O único sentido íntimo das cousas
É elas não terem sentido íntimo nenhum.
Não acredito em Deus porque nunca o vi.
Se ele quisesse que eu acreditasse nele,
Sem dúvida que viria falar comigo
E entraria pela minha porta dentro
Dizendo-me, Aqui estou!
(Isto é talvez ridículo aos ouvidos
De quem, por não saber o que é olhar para as cousas,
Não compreende quem fala delas
Com o modo de falar que reparar para elas ensina.)
Mas se Deus é as flores e as árvores
E os montes e sol e o luar,
Então acredito nele,
Então acredito nele a toda a hora,
E a minha vida é toda uma oração e uma missa,
E uma comunhão com os olhos e pelos ouvidos.
Mas se Deus é as árvores e as flores
E os montes e o luar e o sol,
Para que lhe chamo eu Deus?
Chamo-lhe flores e árvores e montes e sol e luar;
Porque, se ele se fez, para eu o ver,
Sol e luar e flores e árvores e montes,
Se ele me aparece como sendo árvores e montes
E luar e sol e flores,
É que ele quer que eu o conheça
Como árvores e montes e flores e luar e sol.
E por isso eu obedeço-lhe,
(Que mais sei eu de Deus que Deus de si próprio?).
Obedeço-lhe a viver, espontaneamente,
Como quem abre os olhos e vê,
E chamo-lhe luar e sol e flores e árvores e montes,
E amo-o sem pensar nele,
E penso-o vendo e ouvindo,
E ando com ele a toda a hora".

5 comentários:

Anônimo disse...

Trinta anos, mas corpinho de vinte e nove.
Há braços!!

Anônimo disse...

Parabéns, friend!!!!! Iuhuuuuuu....

Pedro disse...

Gostei do poema que escolheste de Fernando Pessoa (que aliás ja conhecia). Convido-te a visitares meu blog -http://sobreoquesomos.blogspot.com - que tem como objectivo a discussão deste tipo de assuntos.

Adnanda disse...

Juliana!
Adorei o poema... mas concordo com a sua amiga, que até imagino quem seja, que a vinda do papa não mudou nada na minha vida. Eu respeito os católicos, mas não gosto do catolicismo... e nem do papa. Para mim, ele é um cidadão normal como eu, como você... como qualquer um!
Eu respeito Joseph Ratzinger, mas não me reverencio à "instituição" Bento XVI. Acredito em Deus e isso já me basta.
Beijo,
Amanda.

Anônimo disse...

OI!

Achei seu blog muito por acaso. Estava à procura da trilha sonora do filme De repente 30 e então... Encontrei essa maravilha aqui!
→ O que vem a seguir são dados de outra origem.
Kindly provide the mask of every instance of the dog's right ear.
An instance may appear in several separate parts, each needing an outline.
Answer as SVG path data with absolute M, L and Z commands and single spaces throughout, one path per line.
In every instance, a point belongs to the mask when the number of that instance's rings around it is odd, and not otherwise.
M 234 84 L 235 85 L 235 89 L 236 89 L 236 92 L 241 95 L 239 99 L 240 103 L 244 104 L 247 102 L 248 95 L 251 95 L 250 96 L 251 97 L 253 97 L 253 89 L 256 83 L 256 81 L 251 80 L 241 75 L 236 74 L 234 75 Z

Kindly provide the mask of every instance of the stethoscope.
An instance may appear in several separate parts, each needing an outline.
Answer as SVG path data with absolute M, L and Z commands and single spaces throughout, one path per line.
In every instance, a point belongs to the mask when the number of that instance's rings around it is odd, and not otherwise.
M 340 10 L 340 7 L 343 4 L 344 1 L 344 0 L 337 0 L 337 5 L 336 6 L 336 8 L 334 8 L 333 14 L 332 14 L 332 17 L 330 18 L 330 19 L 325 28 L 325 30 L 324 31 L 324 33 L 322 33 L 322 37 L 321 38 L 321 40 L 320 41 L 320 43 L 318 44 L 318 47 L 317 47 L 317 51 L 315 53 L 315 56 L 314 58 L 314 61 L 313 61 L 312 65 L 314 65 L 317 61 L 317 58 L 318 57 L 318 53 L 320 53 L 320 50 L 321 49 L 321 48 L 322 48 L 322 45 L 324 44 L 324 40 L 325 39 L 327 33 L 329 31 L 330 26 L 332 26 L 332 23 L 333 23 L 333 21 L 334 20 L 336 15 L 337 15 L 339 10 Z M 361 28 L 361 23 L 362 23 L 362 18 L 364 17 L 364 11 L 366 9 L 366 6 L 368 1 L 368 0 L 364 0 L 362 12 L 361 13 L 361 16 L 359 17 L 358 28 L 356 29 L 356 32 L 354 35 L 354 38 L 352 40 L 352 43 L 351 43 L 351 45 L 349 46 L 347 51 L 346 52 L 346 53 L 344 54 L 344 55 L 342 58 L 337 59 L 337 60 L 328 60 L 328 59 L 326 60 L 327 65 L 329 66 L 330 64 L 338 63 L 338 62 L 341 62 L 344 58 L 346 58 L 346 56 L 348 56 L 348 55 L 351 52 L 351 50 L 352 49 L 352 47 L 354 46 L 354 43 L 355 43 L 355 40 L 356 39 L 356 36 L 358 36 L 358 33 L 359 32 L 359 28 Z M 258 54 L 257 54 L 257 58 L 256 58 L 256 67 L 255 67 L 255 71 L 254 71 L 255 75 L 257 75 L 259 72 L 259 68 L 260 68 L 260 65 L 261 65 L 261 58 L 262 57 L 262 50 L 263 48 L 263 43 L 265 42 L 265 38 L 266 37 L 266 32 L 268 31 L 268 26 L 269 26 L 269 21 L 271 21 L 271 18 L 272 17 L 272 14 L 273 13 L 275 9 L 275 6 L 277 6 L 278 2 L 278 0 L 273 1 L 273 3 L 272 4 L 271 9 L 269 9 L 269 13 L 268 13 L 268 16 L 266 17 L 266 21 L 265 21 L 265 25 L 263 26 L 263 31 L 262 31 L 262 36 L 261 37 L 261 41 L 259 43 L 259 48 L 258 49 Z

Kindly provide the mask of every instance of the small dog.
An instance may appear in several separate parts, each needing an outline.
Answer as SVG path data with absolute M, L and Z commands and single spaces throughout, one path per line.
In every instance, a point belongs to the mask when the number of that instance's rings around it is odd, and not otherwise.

Não, não estou pedindo q me ajude com as músicas do filme (ñ que seja má idéia, já que ñ estou achando as que quero), mas estou deixando esse comentário porque realmente vc conseguiu prender minha atenção. E olha q isso é muito raro! Sua objetividade é incrível, parabéns! Gostei muito do que li aqui. E acredite, voltarei para ler outros textos. Em especial, gostei do q escreveu sobre ter 30 anos e sobre a dieta das estrelas. Me identifiquei bastante!

Ah, não pretendo me manter no anonimato. Tenho 19 anos e moro em Fortaleza. Parabéns mais uma vez!